Isu radikalisme yang menjadi ancaman adalah islam yang sampai pada tatanan pemerintahan
maka ini dianggap bertentangan dengan pilar-pilar negara sehingga harus dipadamkan sebelum
menggeser Pancasila. Penryataan ini tidak relevan sebab Pancasila digali dari islam itu sendiri,
maka bagaimana mungkin menggeser Pancasila dan NKRI
Islam adalah agama sekaligus sebuah ideologi, dengan islam tentu saja Pancasila
dapat diterapkan karena islam menjamin keadilan bagi tatanan masyarakat atas kebijakan yang
berlaku. Islam juga menjamin Pendidikan yang berkualitas sebagaimana yang diinginkan
negara agar PTN dapat menduduki peringkat dunia. Islam dengan tatanan Pendidikan yang
berasal dari al-quran tidak hanya menjadikan generasi bangsa cerdas dalam ilmu dunia (Fisika,
Kimia, Biologi, Ekonomi dan Hukum) namun secara moral dan pribadi yang berkahlakul
karimah. Islam telah membuktikan peradabannya pada masa Khilafah abbasiyyah dimana saat
itu islam menjadi pusat Pendidikan bagi kaum barat. Islam memfasilitasi segi Pendidikan baik
dari ketersediaan dana, dan bangunan serta sumber IPTEK lainnya sehingga output negara
adalah mercusuar bangsa kala itu.
Membungkam islam sebenarnya membungkam peradaban itu sendiri. Kapitalisme
sebagai asas bangsa hari tidak mampu menunjukkan taringnya dalam kebangkitan hakiki.
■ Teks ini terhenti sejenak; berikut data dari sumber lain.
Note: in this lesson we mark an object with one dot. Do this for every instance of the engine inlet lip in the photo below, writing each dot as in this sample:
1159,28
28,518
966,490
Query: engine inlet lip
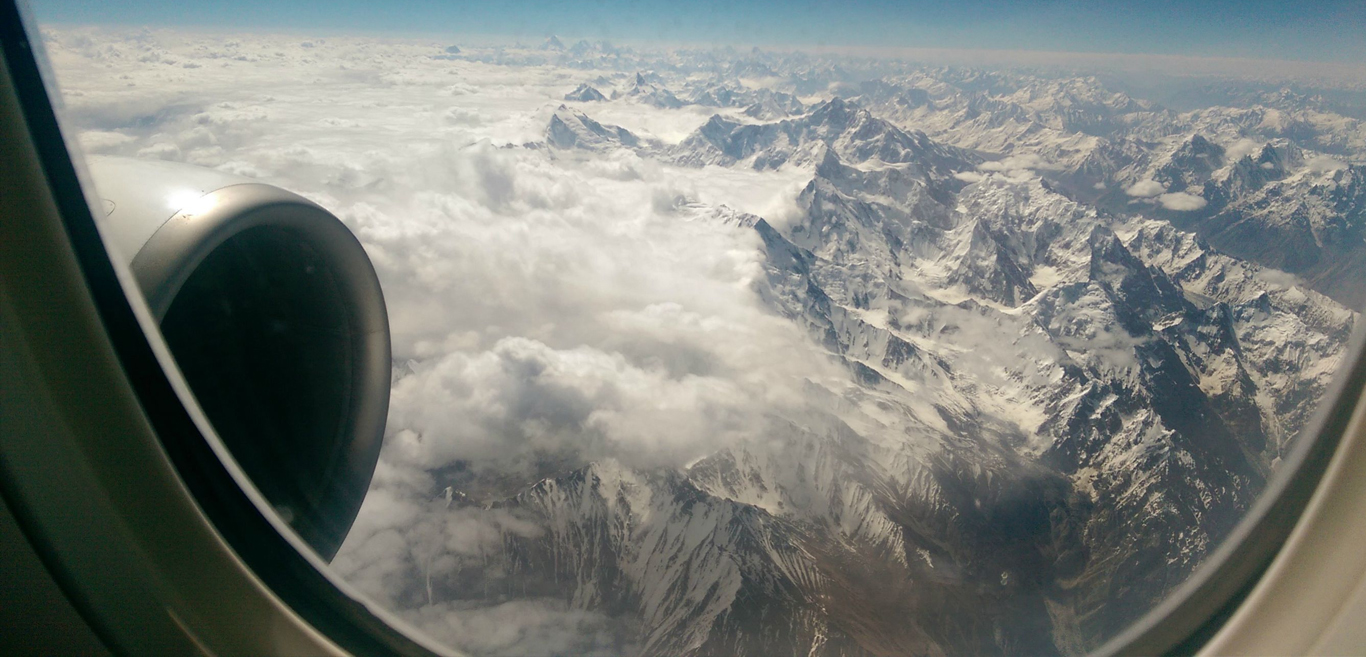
180,245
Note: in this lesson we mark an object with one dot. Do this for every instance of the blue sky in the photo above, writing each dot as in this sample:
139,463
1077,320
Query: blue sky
1307,30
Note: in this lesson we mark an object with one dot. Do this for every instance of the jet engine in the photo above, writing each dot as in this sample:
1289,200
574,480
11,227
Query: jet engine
276,320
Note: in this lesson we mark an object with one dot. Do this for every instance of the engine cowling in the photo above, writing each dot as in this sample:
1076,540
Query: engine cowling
275,317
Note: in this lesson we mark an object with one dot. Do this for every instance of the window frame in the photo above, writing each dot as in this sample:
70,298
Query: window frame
235,512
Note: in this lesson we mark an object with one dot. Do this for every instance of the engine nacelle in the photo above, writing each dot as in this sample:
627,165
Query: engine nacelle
276,320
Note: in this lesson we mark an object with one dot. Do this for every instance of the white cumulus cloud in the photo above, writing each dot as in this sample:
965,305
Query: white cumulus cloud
1182,201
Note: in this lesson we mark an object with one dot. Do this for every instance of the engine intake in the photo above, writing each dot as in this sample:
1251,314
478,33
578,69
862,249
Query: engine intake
276,320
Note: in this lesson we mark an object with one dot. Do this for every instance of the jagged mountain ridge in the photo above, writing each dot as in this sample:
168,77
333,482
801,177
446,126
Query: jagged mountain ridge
1059,411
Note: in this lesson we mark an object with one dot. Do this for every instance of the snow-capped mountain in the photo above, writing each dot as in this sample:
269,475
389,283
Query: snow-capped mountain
1075,348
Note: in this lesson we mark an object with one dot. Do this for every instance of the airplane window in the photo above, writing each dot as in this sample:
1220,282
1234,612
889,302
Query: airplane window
745,329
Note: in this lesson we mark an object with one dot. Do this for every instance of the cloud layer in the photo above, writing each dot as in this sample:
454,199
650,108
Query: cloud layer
545,310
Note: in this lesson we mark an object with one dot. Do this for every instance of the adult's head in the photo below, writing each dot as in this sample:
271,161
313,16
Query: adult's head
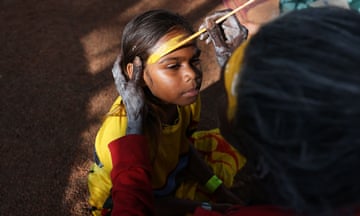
297,115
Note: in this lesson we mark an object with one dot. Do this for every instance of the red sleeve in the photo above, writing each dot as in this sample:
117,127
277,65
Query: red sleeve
131,176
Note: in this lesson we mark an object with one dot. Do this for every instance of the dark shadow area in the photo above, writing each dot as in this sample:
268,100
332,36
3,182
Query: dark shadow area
45,94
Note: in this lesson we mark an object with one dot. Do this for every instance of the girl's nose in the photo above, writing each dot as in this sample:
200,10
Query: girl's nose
189,74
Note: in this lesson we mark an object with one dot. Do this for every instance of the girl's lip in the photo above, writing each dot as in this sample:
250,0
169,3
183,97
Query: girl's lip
191,93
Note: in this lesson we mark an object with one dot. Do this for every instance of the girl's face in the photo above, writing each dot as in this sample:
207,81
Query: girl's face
176,77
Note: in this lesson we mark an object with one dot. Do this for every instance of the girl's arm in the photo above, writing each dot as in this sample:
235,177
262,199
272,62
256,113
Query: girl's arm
131,176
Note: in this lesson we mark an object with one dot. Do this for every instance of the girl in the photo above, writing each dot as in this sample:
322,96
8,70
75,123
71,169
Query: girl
159,101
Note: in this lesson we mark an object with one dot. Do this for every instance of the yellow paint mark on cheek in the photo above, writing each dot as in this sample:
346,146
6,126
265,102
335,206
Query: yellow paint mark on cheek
165,49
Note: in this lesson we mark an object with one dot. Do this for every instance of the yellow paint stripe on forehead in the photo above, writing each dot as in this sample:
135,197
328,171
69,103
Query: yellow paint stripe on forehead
166,48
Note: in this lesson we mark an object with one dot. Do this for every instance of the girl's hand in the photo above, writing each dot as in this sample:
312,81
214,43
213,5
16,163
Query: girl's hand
225,36
131,93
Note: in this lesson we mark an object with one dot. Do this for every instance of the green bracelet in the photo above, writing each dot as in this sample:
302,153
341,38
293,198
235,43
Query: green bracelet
213,183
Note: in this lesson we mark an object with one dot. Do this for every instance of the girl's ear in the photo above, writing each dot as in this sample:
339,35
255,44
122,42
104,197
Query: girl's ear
129,70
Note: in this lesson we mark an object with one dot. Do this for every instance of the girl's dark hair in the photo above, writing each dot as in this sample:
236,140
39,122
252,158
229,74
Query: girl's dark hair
139,36
298,108
142,33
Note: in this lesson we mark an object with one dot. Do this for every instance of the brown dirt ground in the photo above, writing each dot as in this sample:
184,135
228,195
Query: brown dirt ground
56,84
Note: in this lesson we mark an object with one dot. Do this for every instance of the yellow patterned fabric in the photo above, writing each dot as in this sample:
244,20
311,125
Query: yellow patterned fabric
224,160
171,157
172,148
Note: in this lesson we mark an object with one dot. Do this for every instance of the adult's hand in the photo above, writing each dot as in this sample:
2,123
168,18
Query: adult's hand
225,36
131,93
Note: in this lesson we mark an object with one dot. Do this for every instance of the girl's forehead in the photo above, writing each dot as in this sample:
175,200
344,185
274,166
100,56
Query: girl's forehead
167,44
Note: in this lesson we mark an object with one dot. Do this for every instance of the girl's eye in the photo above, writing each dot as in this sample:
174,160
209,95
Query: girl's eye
173,66
196,62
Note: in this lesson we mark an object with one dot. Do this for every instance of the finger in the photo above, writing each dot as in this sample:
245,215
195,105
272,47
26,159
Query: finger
138,69
116,71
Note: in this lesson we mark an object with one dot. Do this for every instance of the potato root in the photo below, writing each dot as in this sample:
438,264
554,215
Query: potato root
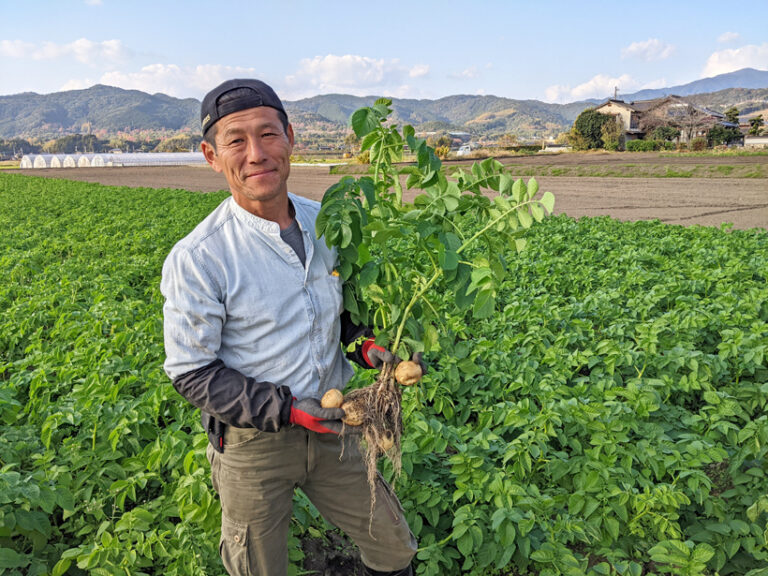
332,399
408,373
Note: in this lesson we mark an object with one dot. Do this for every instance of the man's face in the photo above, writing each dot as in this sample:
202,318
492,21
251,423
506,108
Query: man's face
253,152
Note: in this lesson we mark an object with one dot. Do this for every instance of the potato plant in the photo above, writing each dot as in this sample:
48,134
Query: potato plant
398,259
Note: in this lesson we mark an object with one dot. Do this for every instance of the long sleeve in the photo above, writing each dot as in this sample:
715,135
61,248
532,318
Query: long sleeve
234,399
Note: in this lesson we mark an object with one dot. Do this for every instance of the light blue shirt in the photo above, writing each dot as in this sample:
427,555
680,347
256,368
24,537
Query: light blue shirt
235,291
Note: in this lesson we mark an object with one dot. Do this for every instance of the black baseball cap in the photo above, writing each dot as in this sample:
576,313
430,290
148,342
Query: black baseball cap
235,95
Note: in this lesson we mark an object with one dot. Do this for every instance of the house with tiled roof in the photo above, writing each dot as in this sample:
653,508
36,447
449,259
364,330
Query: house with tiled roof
641,117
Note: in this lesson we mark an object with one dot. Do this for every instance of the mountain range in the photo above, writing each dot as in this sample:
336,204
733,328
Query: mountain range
107,110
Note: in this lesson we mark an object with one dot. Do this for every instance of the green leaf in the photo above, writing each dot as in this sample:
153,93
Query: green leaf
364,121
484,304
533,188
448,259
368,274
548,201
465,544
61,567
518,190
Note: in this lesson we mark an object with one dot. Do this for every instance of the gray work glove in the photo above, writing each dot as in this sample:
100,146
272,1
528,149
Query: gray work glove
312,416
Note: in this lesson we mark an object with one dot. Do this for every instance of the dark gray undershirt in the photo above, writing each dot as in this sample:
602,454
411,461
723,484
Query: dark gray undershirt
294,238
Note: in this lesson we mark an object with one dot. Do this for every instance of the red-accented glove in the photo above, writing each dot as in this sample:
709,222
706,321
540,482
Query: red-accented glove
309,414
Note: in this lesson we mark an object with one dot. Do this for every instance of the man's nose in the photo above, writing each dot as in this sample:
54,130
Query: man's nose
255,150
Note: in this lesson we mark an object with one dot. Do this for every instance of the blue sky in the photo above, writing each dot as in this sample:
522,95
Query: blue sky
556,51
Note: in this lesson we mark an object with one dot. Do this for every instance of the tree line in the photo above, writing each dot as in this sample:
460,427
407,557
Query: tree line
595,130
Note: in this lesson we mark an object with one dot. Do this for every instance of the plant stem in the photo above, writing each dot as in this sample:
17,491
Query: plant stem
491,224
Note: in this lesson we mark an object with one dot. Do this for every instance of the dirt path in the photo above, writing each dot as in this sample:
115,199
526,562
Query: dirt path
686,201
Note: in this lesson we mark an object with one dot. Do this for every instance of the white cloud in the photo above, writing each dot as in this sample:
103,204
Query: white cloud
419,71
16,49
351,74
750,56
175,80
600,86
728,37
108,52
466,74
648,50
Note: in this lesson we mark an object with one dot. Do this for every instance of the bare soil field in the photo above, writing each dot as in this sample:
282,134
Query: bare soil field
709,201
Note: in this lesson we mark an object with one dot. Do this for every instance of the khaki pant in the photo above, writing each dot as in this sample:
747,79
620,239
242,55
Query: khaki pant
255,478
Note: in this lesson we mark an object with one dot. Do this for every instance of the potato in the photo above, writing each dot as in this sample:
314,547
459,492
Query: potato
332,399
354,413
386,441
408,373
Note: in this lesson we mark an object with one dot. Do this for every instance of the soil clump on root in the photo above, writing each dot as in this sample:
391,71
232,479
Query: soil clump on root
382,424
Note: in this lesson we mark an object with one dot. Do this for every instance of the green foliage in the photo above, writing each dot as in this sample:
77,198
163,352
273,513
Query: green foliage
589,125
732,115
643,145
76,143
16,146
756,125
719,135
665,133
398,259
Disatu sisi bangsa-bangsa di dunia memang cerdas dalam IPTEK namun bobrok dari akhlak.
Bercermin pada Jepang yang intelek, sebagian besar penduduknya mengalami degradasi secara
psikis sehingga bunuh diri menjadi biasa, dan banyak masyarakatnya hidup individualis
(Hikikomori), seks menjadi bank uang, LGBT, dsb. Sangat jauh dari kemajuan hakiki. Oleh
karena itu, islam lah satu-satunya problem solving yang dapat menjadikan peradaban bangsa
menjadi mercusuar dunia baik dari segi Pendidikan, ekonomi, budaya dan kemiliteran.
Menjadikan islam sebagai satu-satunya system terbaik adalah wajib bagi kita apalagi Indonesia
sebagai negara mayoritas muslim bukan malah menyudutkan islam sebagai pemahaman salah
yang berujung pada rusaknya tata negara.